Working at Marconi Instruments

Reginald Law

 

My home town was Coventry from which I moved to St. Albans when I married Elsie in 1945.

 

I firstly went to the local employment office where I was sent for an interview at Marconi Instruments Ltd. who produced electrical equipment.  In my previous occupation at Morris Motors (Engine factory) I was employed as a clerical assistant having worked there in the engineering dept., before the war started.  Due to my having a severe injury from the war I was only able to do clerical work in the production office.  This was noted in my interview so I was offered a position of Progress Clerk, later to become Assistant Supervisor of the production office.

 

Marconi in those days was split up all around St   Albans.  The production office, instrument assembly and spray departments were in the old Heath and Heather building which was near to the City Station signal box.  The engineering department was where the café is at Morrison.  Packing and dispatch was in Avery’s building at the top of Oswald Road.

 

For transport they had an electric van, similar to the old milk float, for movement of items between the departments.

 

I believe the main office and other departments were at High Wycombe and that merged with St Albans a few years later.  Before the merger, the whole company moved into a wartime storage building at Longacres where it remained until it closed.

 

A further operation in production was electrical chrome plating which the St Albans Plating Company carried out, on what is now the site of Kwik Fit.

 

As a weekly salaried member of staff I was not obliged to clock in although hourly paid staff were; my weekly rate being approximately £7.00

 

In 1949 I was admitted to hospital for an operation on my left elbow which was successful but in 1950 I was stricken with polio from which I recovered

 

I then changed my employment to the Sphere works as a time and motion study engineer.  The Sphere works in those days occupied the whole of the Campfield industrial area. It was  a two storey building: the lower front was the machine shop, the lower middle was the assembly shop and tool room, the upper floor was Office Admin., work  planning and a drawing office.  At the lower rear was the panel shop whilst  at the back was the polishing and electroplating shop.  Across the driveway was a Perspex mould shop and the works canteen which was staffed by a catering team

 

The company’s main product was street lighting and also switchgear for the Royal Navy

 

The working day was 8.00am and hourly paid.  Admin staff worked from 9 am until 5.30pm each day including Saturday morning for production staff.  The Sphere works  had a managing director, a production manager plus a parts buying manager.  The departments were staffed by a working foreman and charge hand for production and discipline. Discipline was somewhat strict, in timekeeping and quality control, with the workers having the option of joining a Trade Union which met with management at varying intervals.

 

As in wartime, men and women worked side-by-side operating the same type of machinery etc. and in both companies the working conditions were good.  Working together created many friendships and loyalty to the department in which they worked.  The Sphere Works had a canteen but they did not have an organised social club.

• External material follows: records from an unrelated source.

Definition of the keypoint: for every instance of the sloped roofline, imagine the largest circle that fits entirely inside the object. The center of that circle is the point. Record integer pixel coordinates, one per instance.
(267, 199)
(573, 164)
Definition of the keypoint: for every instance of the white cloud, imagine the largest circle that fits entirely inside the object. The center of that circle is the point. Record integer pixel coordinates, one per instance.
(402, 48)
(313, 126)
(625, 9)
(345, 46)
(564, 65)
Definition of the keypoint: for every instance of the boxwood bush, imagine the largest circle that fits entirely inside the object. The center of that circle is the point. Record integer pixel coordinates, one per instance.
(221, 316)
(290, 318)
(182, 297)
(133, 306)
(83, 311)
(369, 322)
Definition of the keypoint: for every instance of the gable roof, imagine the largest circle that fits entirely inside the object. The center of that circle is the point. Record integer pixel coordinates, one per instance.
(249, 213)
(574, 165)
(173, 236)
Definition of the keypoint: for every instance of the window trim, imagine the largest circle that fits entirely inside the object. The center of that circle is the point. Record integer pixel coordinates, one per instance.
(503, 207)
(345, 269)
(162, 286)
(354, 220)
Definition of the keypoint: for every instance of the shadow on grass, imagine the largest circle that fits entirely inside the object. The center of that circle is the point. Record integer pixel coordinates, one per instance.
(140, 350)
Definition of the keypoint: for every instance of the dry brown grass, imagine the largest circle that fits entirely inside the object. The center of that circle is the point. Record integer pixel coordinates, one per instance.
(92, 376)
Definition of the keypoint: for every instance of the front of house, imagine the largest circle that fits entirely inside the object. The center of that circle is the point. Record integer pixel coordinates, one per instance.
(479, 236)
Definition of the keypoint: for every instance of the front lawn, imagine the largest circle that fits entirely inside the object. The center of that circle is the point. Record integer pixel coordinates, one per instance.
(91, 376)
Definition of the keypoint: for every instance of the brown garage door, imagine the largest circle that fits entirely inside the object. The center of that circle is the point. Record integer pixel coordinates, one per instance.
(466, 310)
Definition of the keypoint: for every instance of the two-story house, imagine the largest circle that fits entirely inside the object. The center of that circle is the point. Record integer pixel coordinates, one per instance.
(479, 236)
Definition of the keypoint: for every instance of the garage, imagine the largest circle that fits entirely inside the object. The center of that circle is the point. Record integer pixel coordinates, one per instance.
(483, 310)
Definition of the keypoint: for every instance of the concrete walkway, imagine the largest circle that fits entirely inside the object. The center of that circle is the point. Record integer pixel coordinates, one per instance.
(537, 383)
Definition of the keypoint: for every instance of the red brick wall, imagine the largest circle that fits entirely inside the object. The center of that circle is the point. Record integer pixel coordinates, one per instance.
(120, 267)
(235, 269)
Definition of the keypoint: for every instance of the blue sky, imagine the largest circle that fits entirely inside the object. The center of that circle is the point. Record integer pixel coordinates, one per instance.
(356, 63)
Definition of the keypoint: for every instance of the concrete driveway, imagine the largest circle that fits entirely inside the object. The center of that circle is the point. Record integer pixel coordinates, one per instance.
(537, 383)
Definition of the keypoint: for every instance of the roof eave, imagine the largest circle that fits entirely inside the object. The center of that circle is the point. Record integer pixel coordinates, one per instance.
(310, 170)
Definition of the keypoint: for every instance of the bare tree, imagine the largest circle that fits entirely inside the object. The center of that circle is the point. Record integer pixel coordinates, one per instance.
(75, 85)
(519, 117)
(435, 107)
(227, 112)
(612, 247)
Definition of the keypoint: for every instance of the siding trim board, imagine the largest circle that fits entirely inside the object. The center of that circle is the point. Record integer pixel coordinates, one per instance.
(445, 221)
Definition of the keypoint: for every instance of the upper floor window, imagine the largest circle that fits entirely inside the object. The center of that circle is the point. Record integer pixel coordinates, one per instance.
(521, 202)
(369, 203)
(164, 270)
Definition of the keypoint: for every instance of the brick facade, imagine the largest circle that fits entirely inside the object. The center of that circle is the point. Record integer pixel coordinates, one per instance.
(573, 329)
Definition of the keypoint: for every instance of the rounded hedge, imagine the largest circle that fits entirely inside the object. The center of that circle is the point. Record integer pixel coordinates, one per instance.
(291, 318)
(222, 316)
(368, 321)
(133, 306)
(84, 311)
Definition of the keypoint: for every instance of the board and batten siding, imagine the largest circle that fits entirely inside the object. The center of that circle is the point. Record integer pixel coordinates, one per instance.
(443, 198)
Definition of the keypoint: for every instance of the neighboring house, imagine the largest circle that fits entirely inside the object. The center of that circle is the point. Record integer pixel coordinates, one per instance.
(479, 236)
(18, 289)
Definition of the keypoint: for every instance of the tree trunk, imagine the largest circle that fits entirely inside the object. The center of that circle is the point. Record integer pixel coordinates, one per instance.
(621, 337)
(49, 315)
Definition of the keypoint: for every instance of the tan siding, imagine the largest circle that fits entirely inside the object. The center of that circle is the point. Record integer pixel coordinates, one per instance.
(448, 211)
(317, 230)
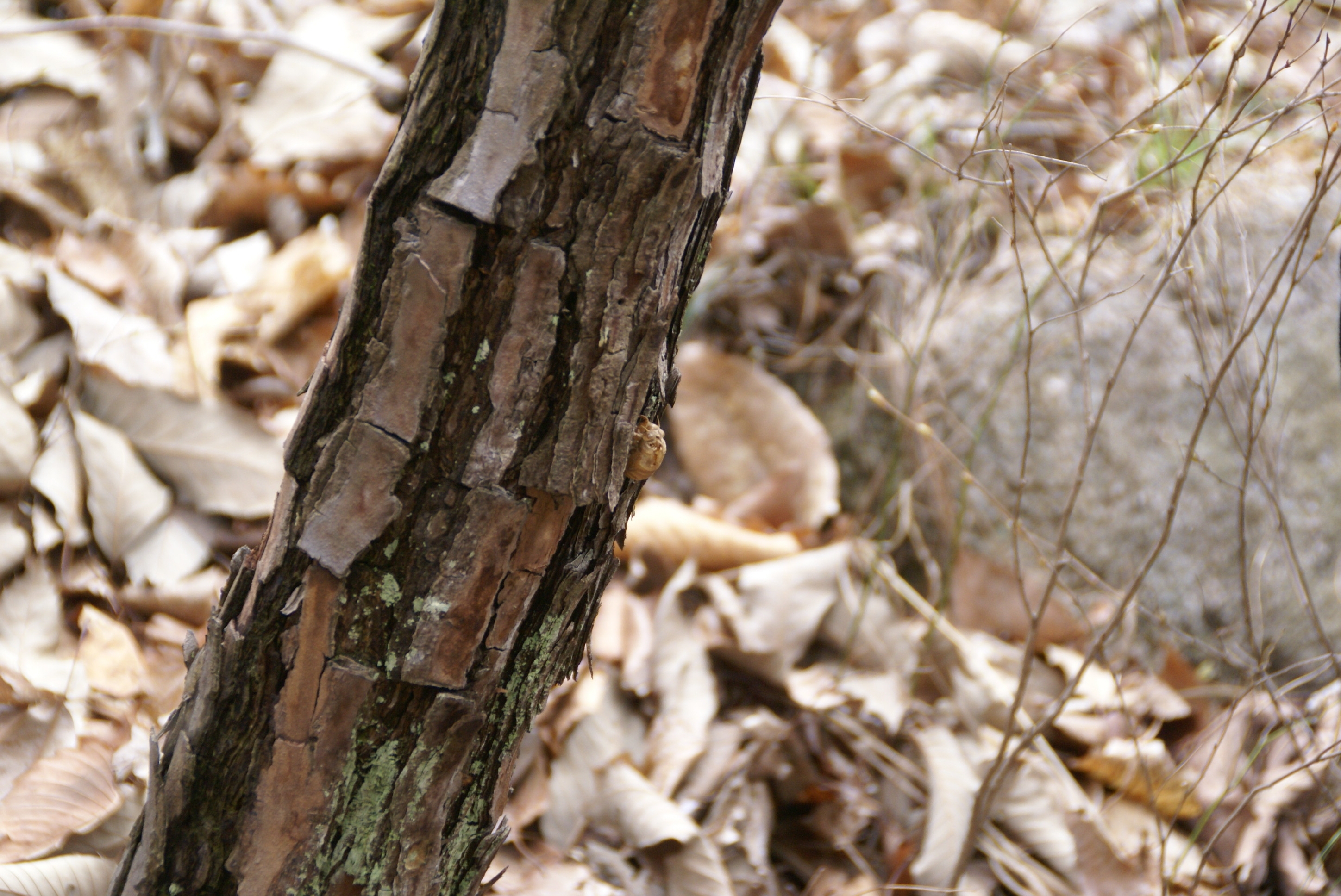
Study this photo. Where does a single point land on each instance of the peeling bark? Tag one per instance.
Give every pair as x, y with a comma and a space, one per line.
457, 472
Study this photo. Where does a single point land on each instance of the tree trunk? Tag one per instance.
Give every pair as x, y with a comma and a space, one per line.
457, 476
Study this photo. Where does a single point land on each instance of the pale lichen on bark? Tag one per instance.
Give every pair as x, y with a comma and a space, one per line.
457, 474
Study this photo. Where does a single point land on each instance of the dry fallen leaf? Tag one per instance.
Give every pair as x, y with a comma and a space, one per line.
1143, 771
110, 655
952, 784
777, 606
987, 597
735, 425
125, 498
1140, 836
309, 109
131, 346
671, 532
71, 792
686, 689
827, 686
18, 442
57, 59
59, 476
14, 541
300, 279
643, 816
58, 877
168, 554
216, 457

I left the Sphere Works in the late 1950s and went to Thomas Mercer at the bottom of St Stephens Hill and later to the British Red Cross in London as a senior training officer.


Throughout my life I have worked in various types of community work (i.e. British Legion, St Albans City Hospital, National Hospital Service Reserve, Army Cadets, British Red Cross Society (of which I am a Life member) also Neighbourhood Watch to a total of 60 years plus, and I am Life President of St Albans District Neighbourhood Watch Association. A lifetime of interest with the satisfaction of helping others.